The rector, as somber as a judge with piles, asked us after a day to surrender the culprit. Like Mindi, he believed that somebody had heard something or seen something or smelled something. He hinted that somebody might have a grudge against the bursar, but that the manner in which he had expressed himself was beastly and unworthy of somebody destined for the altar. He laid on the syrup: “Come and talk to us if you have a problem. We are here for you. Without you we would not be here. This is a family, and if one family member hurts, the whole family suffers. Remember, one rotten orange can corrupt the whole basket. If you know anything, tell your spiritual director, or slip a piece of paper under my door. Don’t let anyone see you. I assure you: nobody will be penalized for giving us the necessary information. And if anyone threatens you, trying to keep your mouth shut, come directly to me and he will be dealt with.” I had heard all this in my former life. It left me cold.

Four days after the attack, amidst a cloud of speculation, Fr.
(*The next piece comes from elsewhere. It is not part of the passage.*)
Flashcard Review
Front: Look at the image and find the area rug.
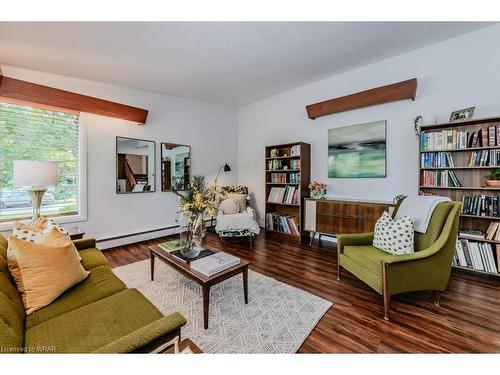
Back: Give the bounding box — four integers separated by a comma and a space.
113, 259, 332, 353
Mindi announced, rather triumphantly, that he had caught the culprits. The staff was divided. Mindi wanted three bully boys expelled with immediate effect. Others wanted the boys punished but given a chance to continue with their education. The skeptics questioned the manner of the discovery, because they found it too plausible: somebody commits a crime, names are anonymously given on a piece of paper and heads roll.

Lwendo and his classmates were in an uproar. They went around saying that a Bushman was responsible for betraying the trio to the staff. There were threats against the Bushman and vows to squeeze them till they squealed, but when one of the trio was expelled and the other two were suspended for a fortnight, the furor died down.

So much for justice. I never succeeded in finding out who the smart Bushman was who had punished the bullies by saddling them with responsibility for the crime. I didn’t mind either. My neighbor in the dorm said that I often laughed in my sleep.

Books took over. It was bound to happen anyway. Life was too regimented and too boring. Sports were dull, picking up their only blast of annual excitement during inter-house competitions. The dominance of church activities and liturgy was generally asphyxiating. As others caved in to total submission or to sporadic fits of bravado, I turned to books. I was intrigued by the secret universe under the dust-laden covers and thrilled by the endless morsels one could extract from the most unlikely volumes. Between some very dull covers were the most spectacular wars, adventures, murders, love affairs and characters, whole terrae incognitae to explore.